Demola Adenuga stood in the middle of the lodge, watching the
giant-screen television with the crowd of fifty or so people who'd
gathered around for the big event. On screen four women, all tall, all
pretty.
The Angels were at it again.
Demola shifted his
gaze from the giant picture to the small family that stood directly in
front of the screen. At least there was a halfway decent reason behind
this madness. Like most of the other stunts the Angels women had
performed in the last three years, this one was a fund-raiser. The
recipient was the ten-year-old boy sitting in the wheelchair front and
center, flanked protectively by his parents. He needed a bone marrow
transplant and his family had no insurance to cover the cost.
Demola
studied the boy. He was small for his age, pale and looked as if they
couldn't start the procedure any time soon. But he was a cute kid with a
killer smile and there was a sparkle in his eyes that said he was
living this minute for all it was worth.
He shifted his
attention back to the screen.

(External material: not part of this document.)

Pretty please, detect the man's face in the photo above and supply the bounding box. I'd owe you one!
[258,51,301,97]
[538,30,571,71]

In total surround sound, the whir of the
chopper's blades filled the room and vibrated beneath their feet. The
scream of the wind howled in their ears. It was probably quieter in the
damned helicopter. But even over the steady thump in the floor, he could
feel his heart pounding, hear it over the roar of the helicopter
blades.
At the helicopter's open door, Tomilola Adeyemi. Or as
she knew herself, Tomilola Daniels, the woman he'd come to bring home
came down from the helicopter. She looked back at the camera, her
sensuous lips smiling widely, her light brown eyes sparkling with
excitement and her long curly black hair blowing in the wind.
His
breath caught in his throat and the same sensation he'd gotten the
first time he'd seen her picture, not twenty-four hours ago, hit him
hard. It was a feeling not unlike one of his wild mustangs delivering a
hard kick to the gut. But this sensation was lower, harder and twice as
powerful. He wanted her. Like a stallion scenting a mare, he wanted her.
Irrational and startling. But undeniable.
And equally unwelcome.
Because
Wole Adenuga, just before he'd died, had made Demola promise he'd not
only bring Tomilola back to her father's estate, but he'd make sure she
had everything that was good and wonderful and bright. And no matter how
you saddled that horse, an ex-con didn't fit into any of those
categories.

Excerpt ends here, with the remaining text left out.